Well, it’s that time of the quarter again, when sales reps start calling and trying to make deals so that they can close business and meet their quotas or secure their bonuses. Most are willing to give an extra 5–10% off on any deals that can get closed by the end of of the quarter. I certainly understand the perspective of the sales reps, and I would never want to be in that position. However, as a way of doing business, this has always seemed like a bad idea for several reasons:

  1. You open yourself up to being played by dealers. Let’s say that I have an order for $100K that comes in today. Rather than just place the order, I’d be smart to hold it until later in the month and then tell the sales reps for various makers involved in the project that “I might be able to close this deal, but they only have X dollars in the budget. If you can get me another 20% off, I’ll do what I can to try to close it.” Of course, if they come back with 20, 15, or 10 more off, it doesn’t really matter. I’d place the order with the maximum discount I can get, and then pocket the difference for myself.
  2. If an extra 10% would close a deal, then why not do that back in January? Or next month? Are we losing deals in other months because we don’t have the opportunity to get better pricing?
  3. Looking long term, think of how many hundreds of thousands of dollars in profit are given up by Sales reps in order to close a deal by a certain deadline. That money could have been used to provide each dealer with more demo resources, more joint marketing efforts, helping with lead generation, etc. Or even just to market the brand as a whole direct to customers, increase name recognition, etc. Is inflating your sales this quarter worth the loss in capital that you could use to really grow your market?
  4. By moving business that would have come in during Nov and Dec to January, these reps are just accelerating the pace of sales quotas that they have to meet. It is like the Red Queen in Alice in Wonderland: “Now, here, you see, it takes all the running you can do, to keep in the same place. If you want to get somewhere else, you must run at least twice as fast as that!” What happened to slow and steady winning the race? You might have steady growth in sales as measured by units, market share, etc, but by cutting your margins to make the deal happen now, your revenues and income might be showing a decrease.
  5. I’m also not sure how this comes off to customers, when dealers are calling with special offers to close a deal by the end of the month. Not all businesses work like this and I’m sure to some it comes off as more of a sleazy salesman pitch. For the long term, you want to establish a relationship of trust with the client. Saying that you can give them a deal right now, but not earlier or later, might cause them to wonder if you are really giving them a fair price on a regular basis.
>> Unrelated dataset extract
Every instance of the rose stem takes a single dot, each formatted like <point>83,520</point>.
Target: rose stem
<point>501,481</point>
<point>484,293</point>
  6. The argument for increasing sales in a given quarter/year usually has more to do with the competition. “We need to show that we are doing better than Company X.” “Company X will beat us up in the press if we don’t have a good quarter, etc.” I have never thought it was a good idea to be that concerned about your competition. They will always be trying to create FUD about your products in the mind of your customers. Are the short term gains worth the long term losses? Isn’t it better have some $$ to reinvest in your R&D, overall sales efforts, etc.